Does a functional integral really need a Lagrangian?

TL;DR

This paper introduces a surface functional integral approach to quantum mechanics that eliminates the need for a Lagrangian or Hamiltonian, addressing quantization ambiguity by relying solely on classical equations of motion.

Contribution

It proposes a novel surface functional integral formulation that removes dependence on specific Lagrangian or Hamiltonian functions in quantum path integrals.

Findings

Transition amplitudes are obtained without a Lagrangian.

The method is demonstrated with a simple example.
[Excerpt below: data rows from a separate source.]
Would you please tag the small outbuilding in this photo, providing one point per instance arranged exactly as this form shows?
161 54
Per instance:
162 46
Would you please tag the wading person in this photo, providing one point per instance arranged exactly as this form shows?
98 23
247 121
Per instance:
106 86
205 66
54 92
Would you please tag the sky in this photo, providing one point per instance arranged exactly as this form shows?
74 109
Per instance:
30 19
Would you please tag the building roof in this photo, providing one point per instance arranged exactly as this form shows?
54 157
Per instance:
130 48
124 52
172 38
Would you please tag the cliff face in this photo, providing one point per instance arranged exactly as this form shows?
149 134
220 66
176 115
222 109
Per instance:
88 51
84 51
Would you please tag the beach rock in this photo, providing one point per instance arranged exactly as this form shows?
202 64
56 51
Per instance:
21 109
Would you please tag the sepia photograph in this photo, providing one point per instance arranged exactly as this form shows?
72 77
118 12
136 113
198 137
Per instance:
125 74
Eliminates quantization ambiguity related to Lagrangian choice.

Abstract

Path integral formulation of quantum mechanics (and also other equivalent formulations) depends on a Lagrangian and/or Hamiltonian function that is chosen to describe the underlying classical system. The arbitrariness presented in this choice leads to a phenomenon called Quantization ambiguity. For example both $L_1=\dot{q}^2$ and $L_2=e^\dot{q}$ are suitable Lagrangians on a classical level ($\delta L_1=0=\delta L_2$), but quantum mechanically they are diverse. This paper presents a simple rearrangement of the path integral to a surface functional integral. It is shown that the surface functional integral formulation gives transition probability amplitude which is free of any Lagrangian/Hamiltonian and requires just the underlying classical equations of motion. A simple example examining the functionality of the proposed method is considered.